Have yourself a really nice American type Thanksgiving, eh.
Gary
Yay for Savage Detectives love.
You haven't watched too many movies you cared for lately.
From the ones I've seen I would have to agree. The Host was Twilight with aliens....
I enjoyed the Korean movie called the Host. I assumed the fx were done on a budget and appreciated them as being pretty awesome. The tone of the movie was a tad schizophrenic though.
The other Host movie was amazingly awful. I mean, it was a stunning achievement in crap. I'm mad that I saw it.
I'm going to wait to predict on the movies then. Might as well I guess. Unless I forget.
I rather like Chris Pine as Captain Kirk. He has the swagger and over-confidence that are Kirk's hallmarks. If I don't get another chance I hope you have a very Happy Thanksgiving. Take care.

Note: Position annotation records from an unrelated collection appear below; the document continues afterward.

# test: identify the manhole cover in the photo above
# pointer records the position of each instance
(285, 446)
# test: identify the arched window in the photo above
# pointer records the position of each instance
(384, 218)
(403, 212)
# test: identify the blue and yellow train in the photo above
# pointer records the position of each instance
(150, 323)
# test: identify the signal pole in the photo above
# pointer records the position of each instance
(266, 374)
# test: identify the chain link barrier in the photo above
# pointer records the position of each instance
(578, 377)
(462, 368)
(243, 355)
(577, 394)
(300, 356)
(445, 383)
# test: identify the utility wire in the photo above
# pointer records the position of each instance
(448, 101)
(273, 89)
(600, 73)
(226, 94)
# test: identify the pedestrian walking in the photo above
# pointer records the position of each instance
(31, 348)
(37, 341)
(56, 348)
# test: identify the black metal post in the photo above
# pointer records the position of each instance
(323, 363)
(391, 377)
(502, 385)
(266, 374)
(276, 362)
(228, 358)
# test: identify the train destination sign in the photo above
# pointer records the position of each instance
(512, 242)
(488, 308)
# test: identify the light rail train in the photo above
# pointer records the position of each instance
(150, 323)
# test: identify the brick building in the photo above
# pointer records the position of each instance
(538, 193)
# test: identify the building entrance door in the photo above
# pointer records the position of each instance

I read a little of this today and the rest now that I'm at home making airplanes out of blocks and cooking pies for tomorrow.
So now I can comment!
First, I really liked "The Host (Korean Version)". I know it altered its tone a bit but I thought it had some very effective moments and overall was about a B of a movie.
I also liked (again, moderately) "This Is The End," which I thought had a good concept and some fun moments. I agree, it got a little long. The ending was kind of dumb, but it's tough to come up with a concept of Heaven AND have it be funny, so I guess it was okay.
I wanted to see "The Host (Stephanie Meyers Version)" and read the book but I got scared off the latter by it being YA and the former by reviews like yours, so that'll never happen now.
The rest don't really appeal to me. "Pines," though, deserves a mention: I thought I would want to see it, and we got it from Netflix, but it's been sitting on my dresser for 2 weeks (alongside "The Purge") and 2 weeks is my deadline. If I haven't watched a movie in 2 weeks, I send it back. So I told Sweetie to send those two back and she said "No."
I said "Are you going to watch them?"
She said "No, but there's nothing good in the queue, so why bother sending them back?"
THERE is your review of those movies: Not good enough to watch, but better than every other movie she's picked that's available.
(She rejected my suggestion that perhaps one of MY movies be allowed to move up the list. I'll NEVER see "Moonrise Kingdom.")
You don't watch much regular television, do you?
The underwater spaceship didn't bother me because they have forcefields. The Host was very lame and I saw White House Down so I figure I've seen Olympus.